Curator, Barbican Centre
Photography has an unparalleled capacity to reflect and communicate ideas, visually and directly, about the world in which we live and that agency has taken on a renewed sense of urgency in light of our current culture wars, from racial and gender politics and social activism to the precarity and importance of home and community in light of our recent confinement. The power of images to imagine, represent and reflect identities and embody our individual and collective desires has taken on new meaning over the last six months and so my selection is rooted in my search for works that speak to this new and heightened reality.

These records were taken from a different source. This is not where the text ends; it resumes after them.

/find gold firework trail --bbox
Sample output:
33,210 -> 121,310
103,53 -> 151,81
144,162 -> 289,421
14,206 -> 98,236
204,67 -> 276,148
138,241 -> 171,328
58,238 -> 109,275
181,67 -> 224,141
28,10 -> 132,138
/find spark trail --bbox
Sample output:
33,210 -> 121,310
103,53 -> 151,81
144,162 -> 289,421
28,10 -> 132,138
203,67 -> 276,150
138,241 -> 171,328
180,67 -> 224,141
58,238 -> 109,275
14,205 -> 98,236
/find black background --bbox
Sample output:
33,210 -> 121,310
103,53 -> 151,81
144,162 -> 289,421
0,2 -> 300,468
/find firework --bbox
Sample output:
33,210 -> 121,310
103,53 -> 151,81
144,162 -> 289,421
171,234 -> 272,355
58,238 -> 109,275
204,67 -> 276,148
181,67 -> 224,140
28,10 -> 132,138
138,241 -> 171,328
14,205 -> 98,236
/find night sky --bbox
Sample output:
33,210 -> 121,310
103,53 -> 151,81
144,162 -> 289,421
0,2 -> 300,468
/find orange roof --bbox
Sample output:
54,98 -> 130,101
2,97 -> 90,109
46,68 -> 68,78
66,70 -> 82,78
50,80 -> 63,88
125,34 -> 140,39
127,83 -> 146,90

At Goodman Gallery, David Goldblatt’s searing yet quiet photographs that chronicle the erasure of Fietas through the 1970s, an area previously reserved for People of Colour – Africans and Indians – none of whom had the vote, remind us of the social injustices inflicted by the apartheid state while Mikhael Subotzky and Patrick Waterhouse’s 6-year photographic project that documented the infamous Johannesburg skyscraper Ponte City speaks to the relationship between architecture, equity and humanity. Also at Goodman Gallery, Lindokuhle Sobekwa’s moving testament to the life and disappearance of his sister in his ongoing series I Carry Her Photo With Me is an attempt to trace and record his sister’s life by photographing places where she lingered, like the clothesline in the family’s backyard where her garments gently billow in the wind.

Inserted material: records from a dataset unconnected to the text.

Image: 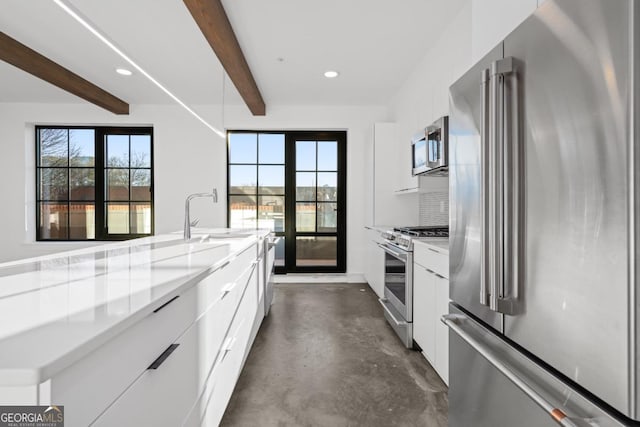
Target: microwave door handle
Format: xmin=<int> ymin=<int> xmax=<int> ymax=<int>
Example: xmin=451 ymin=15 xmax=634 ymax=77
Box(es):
xmin=480 ymin=69 xmax=491 ymax=306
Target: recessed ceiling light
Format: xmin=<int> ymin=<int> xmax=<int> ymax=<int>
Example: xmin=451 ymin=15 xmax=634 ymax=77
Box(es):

Mickaelene Thomas’s work (If Loving You Is Wrong) I Don’t Want to be Right, 2006 – which takes its title from an R&B song about male infidelity - presents a relaxed fully nude woman staring directly to camera and speaks of race, sexuality and female power. While Rotimi Fani-Kayode’s dynamic fully nude self-portrait made in the studio reflects on his own Black male body as a site for a profoundly layered exploration of gender, desire and homoerotic fantasy. This work was recently included in the exhibition Masculinities: Liberation through Photography at Barbican Art Gallery earlier this year which I curated. Pulsating with colour, light and contrast Khalik Allah’s up close and personal portraits document the lives of the African diaspora in New York. A recent Magnum nominee, his intimate and dramatic portraits, lit by the glow of storefronts and largely taken at night, pay homage to street photography while simultaneously reinvigorating the genre.

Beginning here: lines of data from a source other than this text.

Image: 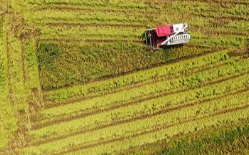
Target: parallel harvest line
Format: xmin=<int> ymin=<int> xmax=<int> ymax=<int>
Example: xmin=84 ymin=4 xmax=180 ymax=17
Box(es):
xmin=30 ymin=87 xmax=249 ymax=146
xmin=52 ymin=101 xmax=249 ymax=155
xmin=31 ymin=62 xmax=230 ymax=126
xmin=31 ymin=74 xmax=247 ymax=145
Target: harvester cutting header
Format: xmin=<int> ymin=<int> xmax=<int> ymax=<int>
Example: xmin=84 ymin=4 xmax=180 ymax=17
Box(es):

With a resurgence of ‘masculinist nationalism’ as evidenced by male world leaders shaping their image as ‘strong’ men the world over, Karen Knorr’s sardonic series Gentlemen, 1981-83, which includes the work Men Are More Interested in Power on show at Augusta Edwards Fine Art, reflects on how women and People of Colour have been historically excluded from the corridors of power and invites us to consider ideas of gender, class and patriarchy. Meanwhile Tod Papageorge’s Kodachrome street photographs of New York through the 1960s indirectly reference the counterculture and Women’s Lib movement of the time. The casual camaraderie of the five women (well within the rule of 6) perched on a street curb reminds me a freedom of movement that is currently denied us and speaks to a moment of solidarity.
As our homes morph into workplaces and playgrounds, I want to end with Rolph Gobits playful images of Judy Moxon performing her extraordinary and highly acrobatic cabaret act of foot juggling – no matter how long I stay at home I’ll never master this!